3. Die Kostenentscheidung beruht auf § 154 Abs. 2 VwGO. Gerichtskostenfreiheit besteht nach § 188 Satz 2 Halbsatz 2 VwGO (in der Fassung des Gesetzes vom 20. Dezember 2001, BGBl I S. 3987) nicht. Diese Fassung des Gesetzes ist nach § 194 Abs. 5 VwGO anzuwenden, weil das Revisionsverfahren erst nach dem 1. Januar 2002 bei dem Gericht anhängig geworden ist.

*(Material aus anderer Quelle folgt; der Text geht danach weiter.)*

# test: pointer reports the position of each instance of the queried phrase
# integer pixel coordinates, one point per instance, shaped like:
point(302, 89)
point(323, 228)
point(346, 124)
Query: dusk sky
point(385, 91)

Beschluss vom 11.09.2003 -
BVerwG 5 C 6.02ECLI:DE:BVerwG:2003:110903B5C6.02.0

  • Zitiervorschlag

    BVerwG, Beschluss vom 11.09.2003 - 5 C 6.02 - [ECLI:DE:BVerwG:2003:110903B5C6.02.0]

Beschluss

BVerwG 5 C 6.02

  • VGH Baden-Württemberg - 05.12.2001 - AZ: VGH 7 S 2689/99

In der Verwaltungsstreitsache hat der 5. Senat des Bundesverwaltungsgerichts
am 11. September 2003
durch die Richter am Bundesverwaltungsgericht S c h m i d t , Dr. F r a n k e
und Prof. Dr. B e r l i t
beschlossen:

Der Wert des Streitgegenstandes wird für das Revisionsverfahren auf 18 034,21 € (entspricht 35 993,21 DM) festgesetzt.

Die Streitwertfestsetzung folgt aus § 14 Abs. 1 i.V.m. § 13 Abs. 1 Satz 1, Abs. 2 analog GKG und berücksichtigt, dass bei verständiger Auslegung, welche die erstattungsrechtliche Rechtslage berücksichtigt, mit dem nicht bezifferten Revisionsantrag lediglich das Begehren verfolgt worden ist, dem Kläger die für die Hilfeempfängerin in der Zeit vom 29. März 1996 bis 28. März 1997 entstandenen Nettoaufwendungen, also unter Berücksichtigung von Zahlungen Dritter, zu erstatten. Durchgreifende Zweifel an der Richtigkeit der hierzu von dem Kläger mit Schriftsatz vom 18. Juli 2003 vorgelegten Aufstellung bestehen nicht.